Acredito que pela apreciação da beleza. Era uma sensação que as pessoas não conseguiam descrever, quase funcionava em um nível subconsciente, como sonhar acordado, quando você se sente em um mundo do qual não quer partir. É parecido com a sensação de ser criança, com o mundo ser grande, aberto, bonito. As crianças se relacionam com a natureza. E as pessoas gostaram de sair do trabalho ou da faculdade e ir viver nesse mundo. Eu uso ficção científica e fantasia para falar da experiência humana. Avatar não trata de pessoas azuis em outro planeta, mas de nós mesmos.

O filme fala de assuntos como a luta dos povos originários e a importância da natureza. Algo mudou desde então?

O filme era minha resposta a muitos desses assuntos. Obviamente, a luta dos povos originários não melhorou nada, ao contrário. Em 2010, logo depois do lançamento, eu fui pela primeira vez à Amazônia brasileira me encontrar com lideranças indígenas e ver se eu podia ajudar em algo, porque seus territórios estavam sendo destruídos pela usina de Belo Monte.
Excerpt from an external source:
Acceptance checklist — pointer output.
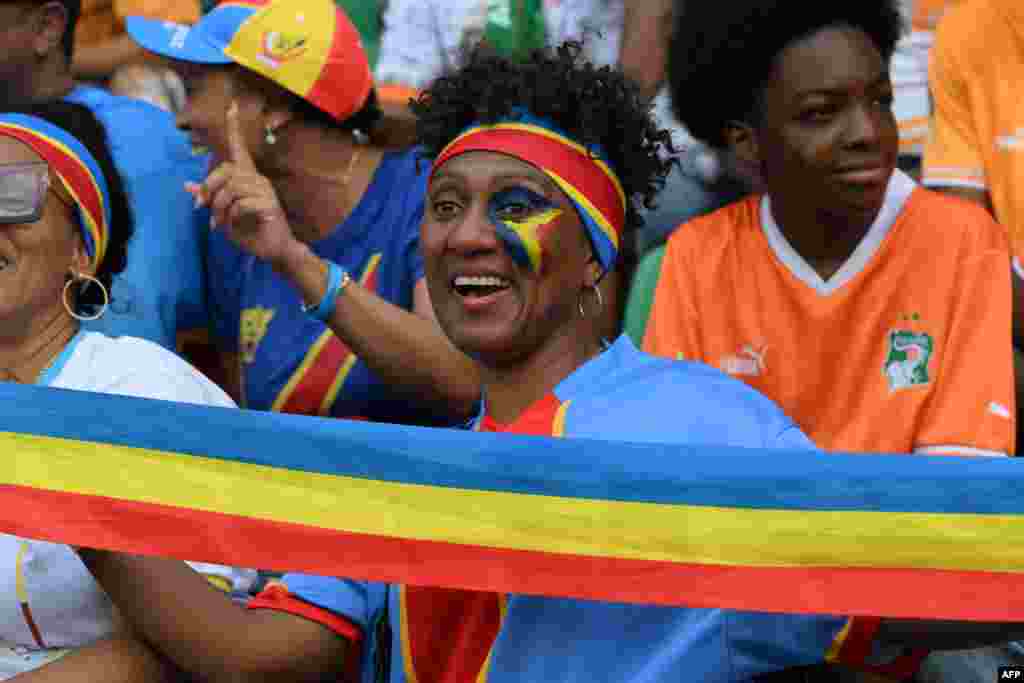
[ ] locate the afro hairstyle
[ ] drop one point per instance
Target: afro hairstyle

Desde então, fiz várias viagens. Eu acho que hoje estamos mais conscientes dessas questões globalmente. Mas elas já existiam.

O filme também trata dos males da colonização.
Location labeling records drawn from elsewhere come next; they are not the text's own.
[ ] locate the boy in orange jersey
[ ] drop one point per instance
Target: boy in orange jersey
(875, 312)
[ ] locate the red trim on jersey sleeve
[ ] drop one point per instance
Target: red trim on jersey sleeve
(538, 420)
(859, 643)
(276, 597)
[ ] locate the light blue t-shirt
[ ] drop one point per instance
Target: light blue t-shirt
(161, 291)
Sim, é uma história de invasão. Os navi chamam os humanos de alienígenas, pois é uma história de invasão alienígena, só que não estamos sendo invadidos aqui na Terra por lagartos gigantes. Somos nós os invasores alienígenas. E vemos a história sob o ponto de vista dos invadidos, dos povos indígenas. Estava tentando fazer as pessoas acordarem para a luta dos povos originários da Índia, da África, do Brasil, da Austrália. Eu acredito que muita gente tem mais consciência disso hoje, então espero que a ressonância seja maior.

Não teria sido melhor lançar O Caminho da Água logo depois do primeiro Avatar?

Acho que muitas vezes uma sequência parece algo feito só para ganhar dinheiro. O espectador sente isso. Mas provavelmente teria sido melhor lançar um pouco antes do que estamos estreando. Só que eu estava vivendo minha vida. Estava explorando o oceano, criando meus filhos. E acabou levando 13 anos. A vantagem é que vai parecer original. O lançamento do trailer me deixou seguro de que as pessoas ainda se lembram de Avatar e estão curiosas, porque ele teve 148 milhões de visualizações. E o teaser deixou claro que não vai ser o Avatar dos seus pais, mas algo completamente diferente.

Foi um desafio tentar manter o nível de Avatar em O Caminho da Água?

Sim, o primeiro estabeleceu um padrão muito alto, e a expectativa é grande para as produções subsequentes. Foi um desafio para a gente, ao criar nossas sequências, de fazer jus a essa espera. Há cerca de mil pessoas trabalhando neste momento em O Caminho da Água, e muitas delas são bastante jovens. Pedi muito que voltassem ao original, que observassem os detalhes, mesmo que muita coisa ali tenha sido feita à mão. Agora temos mais ferramentas para facilitar nossas ambições. Visualmente, acredito que cumprimos a promessa. Em relação à história, é outro papo. Será que as pessoas vão estar interessadas? Espero que sim. Posso dizer com segurança que será surpreendente.

As informações são do jornal O Estado de S. Paulo.